- Только посмотри на нас. Я уже почти не чувствую холода. Моя кожа стала толстой, как шкура верблюда. И когда приходится убивать, я делаю это голыми руками… Наверное, мы превращаемся в богов.
- Боги - это наши братья, ушедшие прежде нас.
Казалось, голос Фабия принадлежал юноше, но стоило Лицинию поднять глаза, и он увидел изможденного, поседевшего мужчину, одной ногой стоящего в загробном мире. Вчера днем, напившись до бесчувствия и заклеймив друг друга тавром, они постригли бороды и волосы перед последней битвой. Выйти из ущелий живыми легионеры не рассчитывали и потому хотели выглядеть достойно, когда встретятся с усопшими в Элизиуме. Лициний потрогал кожу на черепе. Жесткая, грубая, как и все его тело… как распиленный кусок мрамора, по которому скользили когда-то его пальцы в римской мастерской. Запястья кольцом огибали рубцы - толстые, будто слоновья шкура. Тридцать четыре года в цепях. Им удалось выжить, но у Лициния было чувство, что на самом деле они призраки, живые мертвецы, а их души расстались с телами на пылающем поле сражения при Каррах.

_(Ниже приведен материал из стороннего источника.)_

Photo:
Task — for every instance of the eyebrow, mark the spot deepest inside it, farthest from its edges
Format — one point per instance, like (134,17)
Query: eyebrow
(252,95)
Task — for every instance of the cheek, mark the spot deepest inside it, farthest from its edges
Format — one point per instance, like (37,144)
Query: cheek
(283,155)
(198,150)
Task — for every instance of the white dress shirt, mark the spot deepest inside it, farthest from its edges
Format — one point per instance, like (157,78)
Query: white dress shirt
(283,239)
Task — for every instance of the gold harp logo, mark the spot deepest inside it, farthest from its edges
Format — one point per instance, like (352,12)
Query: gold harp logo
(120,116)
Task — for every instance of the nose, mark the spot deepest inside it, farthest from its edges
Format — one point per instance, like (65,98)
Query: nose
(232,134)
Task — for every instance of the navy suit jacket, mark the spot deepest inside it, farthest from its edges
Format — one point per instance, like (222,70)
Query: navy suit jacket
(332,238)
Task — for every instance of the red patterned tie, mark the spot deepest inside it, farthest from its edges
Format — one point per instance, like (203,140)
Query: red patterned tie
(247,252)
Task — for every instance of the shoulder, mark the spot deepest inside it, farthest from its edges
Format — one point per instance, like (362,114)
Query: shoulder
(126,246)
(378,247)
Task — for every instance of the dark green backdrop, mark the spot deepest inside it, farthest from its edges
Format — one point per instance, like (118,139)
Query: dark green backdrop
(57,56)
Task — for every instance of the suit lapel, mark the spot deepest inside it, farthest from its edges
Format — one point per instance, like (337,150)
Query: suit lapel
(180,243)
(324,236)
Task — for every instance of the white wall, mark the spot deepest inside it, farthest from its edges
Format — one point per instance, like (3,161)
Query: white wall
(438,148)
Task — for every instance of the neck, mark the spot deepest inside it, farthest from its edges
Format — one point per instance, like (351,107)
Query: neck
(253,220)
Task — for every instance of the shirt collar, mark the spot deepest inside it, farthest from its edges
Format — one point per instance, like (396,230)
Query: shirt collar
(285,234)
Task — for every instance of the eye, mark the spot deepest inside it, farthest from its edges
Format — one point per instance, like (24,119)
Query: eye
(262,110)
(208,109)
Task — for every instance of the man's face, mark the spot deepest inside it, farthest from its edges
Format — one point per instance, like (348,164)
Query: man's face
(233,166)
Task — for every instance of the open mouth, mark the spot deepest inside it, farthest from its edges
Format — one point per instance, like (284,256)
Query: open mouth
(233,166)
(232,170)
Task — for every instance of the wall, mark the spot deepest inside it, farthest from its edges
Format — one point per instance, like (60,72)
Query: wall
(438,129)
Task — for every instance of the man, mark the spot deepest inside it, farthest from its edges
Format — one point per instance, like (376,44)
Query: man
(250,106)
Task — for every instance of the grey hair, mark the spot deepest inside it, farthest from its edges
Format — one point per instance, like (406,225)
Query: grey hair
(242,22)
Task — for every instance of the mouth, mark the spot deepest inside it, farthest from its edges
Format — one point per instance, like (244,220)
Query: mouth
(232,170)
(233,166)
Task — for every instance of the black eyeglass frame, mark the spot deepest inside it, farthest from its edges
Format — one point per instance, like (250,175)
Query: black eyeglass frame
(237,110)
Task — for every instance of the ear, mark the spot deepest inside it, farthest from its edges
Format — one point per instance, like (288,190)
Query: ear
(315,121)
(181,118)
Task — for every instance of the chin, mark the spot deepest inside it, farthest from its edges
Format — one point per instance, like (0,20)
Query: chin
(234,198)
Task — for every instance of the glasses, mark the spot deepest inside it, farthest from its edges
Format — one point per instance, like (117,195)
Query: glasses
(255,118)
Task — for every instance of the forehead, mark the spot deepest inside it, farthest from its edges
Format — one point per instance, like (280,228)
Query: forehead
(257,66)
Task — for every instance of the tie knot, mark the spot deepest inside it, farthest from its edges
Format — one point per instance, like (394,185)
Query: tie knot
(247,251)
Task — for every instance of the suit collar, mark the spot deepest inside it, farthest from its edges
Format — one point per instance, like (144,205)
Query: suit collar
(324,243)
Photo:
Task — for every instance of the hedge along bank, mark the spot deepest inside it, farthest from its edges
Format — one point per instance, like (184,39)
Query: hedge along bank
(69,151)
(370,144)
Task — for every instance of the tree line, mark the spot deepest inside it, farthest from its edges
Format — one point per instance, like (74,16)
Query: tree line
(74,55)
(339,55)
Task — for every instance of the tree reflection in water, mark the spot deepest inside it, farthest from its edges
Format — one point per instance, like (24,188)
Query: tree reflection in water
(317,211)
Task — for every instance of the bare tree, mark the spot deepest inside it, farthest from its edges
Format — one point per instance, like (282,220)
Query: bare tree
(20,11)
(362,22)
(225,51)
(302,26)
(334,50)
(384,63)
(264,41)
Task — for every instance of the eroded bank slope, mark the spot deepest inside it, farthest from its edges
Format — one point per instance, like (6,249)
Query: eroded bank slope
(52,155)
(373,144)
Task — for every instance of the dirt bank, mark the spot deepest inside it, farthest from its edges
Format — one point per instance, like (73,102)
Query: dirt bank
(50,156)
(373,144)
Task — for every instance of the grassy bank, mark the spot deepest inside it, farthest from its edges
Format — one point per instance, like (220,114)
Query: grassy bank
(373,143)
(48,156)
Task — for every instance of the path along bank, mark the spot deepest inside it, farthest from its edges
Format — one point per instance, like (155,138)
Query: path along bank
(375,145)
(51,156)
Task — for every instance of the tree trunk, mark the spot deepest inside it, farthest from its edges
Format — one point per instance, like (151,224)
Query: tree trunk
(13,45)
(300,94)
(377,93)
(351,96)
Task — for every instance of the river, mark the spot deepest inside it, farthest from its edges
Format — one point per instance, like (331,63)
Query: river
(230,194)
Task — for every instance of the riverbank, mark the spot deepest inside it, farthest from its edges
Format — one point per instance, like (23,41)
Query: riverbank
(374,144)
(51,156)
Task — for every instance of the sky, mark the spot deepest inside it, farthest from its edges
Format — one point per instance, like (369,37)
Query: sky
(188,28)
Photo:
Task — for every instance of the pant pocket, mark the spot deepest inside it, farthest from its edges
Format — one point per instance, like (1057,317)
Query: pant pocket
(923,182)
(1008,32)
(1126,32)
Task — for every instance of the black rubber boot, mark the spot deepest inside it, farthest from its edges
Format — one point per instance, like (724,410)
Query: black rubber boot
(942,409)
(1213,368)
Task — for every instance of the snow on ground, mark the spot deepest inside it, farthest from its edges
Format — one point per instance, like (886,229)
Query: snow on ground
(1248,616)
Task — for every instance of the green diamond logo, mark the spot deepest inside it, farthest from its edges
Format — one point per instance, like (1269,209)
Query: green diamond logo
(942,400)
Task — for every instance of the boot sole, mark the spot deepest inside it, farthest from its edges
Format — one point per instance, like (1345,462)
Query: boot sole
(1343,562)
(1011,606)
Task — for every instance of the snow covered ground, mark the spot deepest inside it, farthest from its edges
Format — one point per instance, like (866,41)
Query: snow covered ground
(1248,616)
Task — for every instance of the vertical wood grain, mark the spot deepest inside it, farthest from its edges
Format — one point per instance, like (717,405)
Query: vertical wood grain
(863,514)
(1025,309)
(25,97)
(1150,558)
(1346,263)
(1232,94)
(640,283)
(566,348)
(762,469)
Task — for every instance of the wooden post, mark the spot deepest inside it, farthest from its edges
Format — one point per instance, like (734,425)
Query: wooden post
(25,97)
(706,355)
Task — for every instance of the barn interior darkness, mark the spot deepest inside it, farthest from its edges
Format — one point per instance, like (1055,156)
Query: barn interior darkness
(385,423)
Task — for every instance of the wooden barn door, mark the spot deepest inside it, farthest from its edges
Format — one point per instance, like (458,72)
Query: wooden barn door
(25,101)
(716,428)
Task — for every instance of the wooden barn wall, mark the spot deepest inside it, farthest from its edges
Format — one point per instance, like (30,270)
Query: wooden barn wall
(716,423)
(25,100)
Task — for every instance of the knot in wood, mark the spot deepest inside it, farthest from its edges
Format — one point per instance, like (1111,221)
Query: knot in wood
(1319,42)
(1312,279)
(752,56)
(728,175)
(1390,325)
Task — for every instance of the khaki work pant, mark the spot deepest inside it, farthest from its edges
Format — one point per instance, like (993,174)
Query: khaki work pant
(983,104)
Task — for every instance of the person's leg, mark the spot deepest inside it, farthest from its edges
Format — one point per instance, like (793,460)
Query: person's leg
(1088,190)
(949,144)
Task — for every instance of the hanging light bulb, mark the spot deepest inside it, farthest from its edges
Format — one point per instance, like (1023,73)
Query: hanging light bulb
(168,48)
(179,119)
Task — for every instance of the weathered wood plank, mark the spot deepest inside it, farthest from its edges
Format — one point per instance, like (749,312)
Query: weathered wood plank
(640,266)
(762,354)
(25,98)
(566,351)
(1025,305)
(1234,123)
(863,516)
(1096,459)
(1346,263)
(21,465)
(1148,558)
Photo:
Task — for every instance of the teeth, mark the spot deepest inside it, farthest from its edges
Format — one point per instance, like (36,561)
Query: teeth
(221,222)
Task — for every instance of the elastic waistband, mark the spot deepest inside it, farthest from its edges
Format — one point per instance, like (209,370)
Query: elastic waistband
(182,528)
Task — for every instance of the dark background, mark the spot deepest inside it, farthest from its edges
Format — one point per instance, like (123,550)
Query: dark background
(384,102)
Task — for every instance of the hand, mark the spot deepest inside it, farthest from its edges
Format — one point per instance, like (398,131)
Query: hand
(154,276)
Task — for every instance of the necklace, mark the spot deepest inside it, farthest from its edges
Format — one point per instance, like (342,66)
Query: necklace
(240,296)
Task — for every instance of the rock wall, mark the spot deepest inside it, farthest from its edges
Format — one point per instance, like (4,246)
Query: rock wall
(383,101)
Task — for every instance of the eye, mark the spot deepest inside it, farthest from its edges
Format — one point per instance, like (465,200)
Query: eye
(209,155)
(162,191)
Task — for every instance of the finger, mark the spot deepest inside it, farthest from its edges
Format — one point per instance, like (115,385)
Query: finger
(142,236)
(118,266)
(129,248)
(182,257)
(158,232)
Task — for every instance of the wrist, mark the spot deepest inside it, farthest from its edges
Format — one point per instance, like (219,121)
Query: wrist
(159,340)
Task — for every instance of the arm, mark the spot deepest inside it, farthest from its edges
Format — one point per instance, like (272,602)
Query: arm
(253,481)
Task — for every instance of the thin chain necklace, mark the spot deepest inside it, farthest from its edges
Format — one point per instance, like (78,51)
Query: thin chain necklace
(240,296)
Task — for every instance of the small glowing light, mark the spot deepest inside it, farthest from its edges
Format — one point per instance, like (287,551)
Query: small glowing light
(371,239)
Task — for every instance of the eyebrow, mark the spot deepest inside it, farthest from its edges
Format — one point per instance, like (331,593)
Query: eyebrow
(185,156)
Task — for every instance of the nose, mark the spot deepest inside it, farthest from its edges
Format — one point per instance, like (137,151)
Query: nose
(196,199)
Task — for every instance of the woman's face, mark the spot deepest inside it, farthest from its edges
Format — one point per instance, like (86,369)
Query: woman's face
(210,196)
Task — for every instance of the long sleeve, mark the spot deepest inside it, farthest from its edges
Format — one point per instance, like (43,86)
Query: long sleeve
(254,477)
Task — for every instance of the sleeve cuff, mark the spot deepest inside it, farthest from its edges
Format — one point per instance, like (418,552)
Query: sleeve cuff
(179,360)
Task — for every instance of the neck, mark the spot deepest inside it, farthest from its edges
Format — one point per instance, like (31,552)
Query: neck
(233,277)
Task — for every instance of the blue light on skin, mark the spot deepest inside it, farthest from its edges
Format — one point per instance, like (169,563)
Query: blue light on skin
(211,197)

- Ты вспоминаешь о ней? О той битве? - спокойно проговорил Фабий.
- Постоянно.
Удача отвернулась от экспедиции с самого начала. Командовал римскими легионами Красс. Красс, считавший себя ровней самому Цезарю. Лициний фыркнул. Красс - денежный мешок. Красс, думавший лишь о золоте. Они презирали его, ненавидели даже больше, чем противников-парфян. На переправе через Евфрат небо сотрясли раскаты грома, стали бить молнии, поднялся страшный ветер - ураган с водяной пылью. И тут штандарт легиона, священный орел, сам собой повернулся вокруг оси. Сам собой. И все же они двинулись дальше. Поражение еще можно было бы стерпеть, но поражение без чести… У Красса не нашлось мужества заколоться самому, и покончить с ним пришлось его трибуну. Несчастный примипил1 Гай Пакциан принял на себя участь, предназначенную Крассу: парфяне вырядили его в красное женское платье и пустили со свитой из трубачей и ликторов на верлюдах через строй из окровавленных голов римлян, насаженных на шесты. Враги залили ему в глотку расплавленное золото, издеваясь над глупостью Красса, возомнившего, будто деньги и щедрые посулы обеспечат ему верность солдат.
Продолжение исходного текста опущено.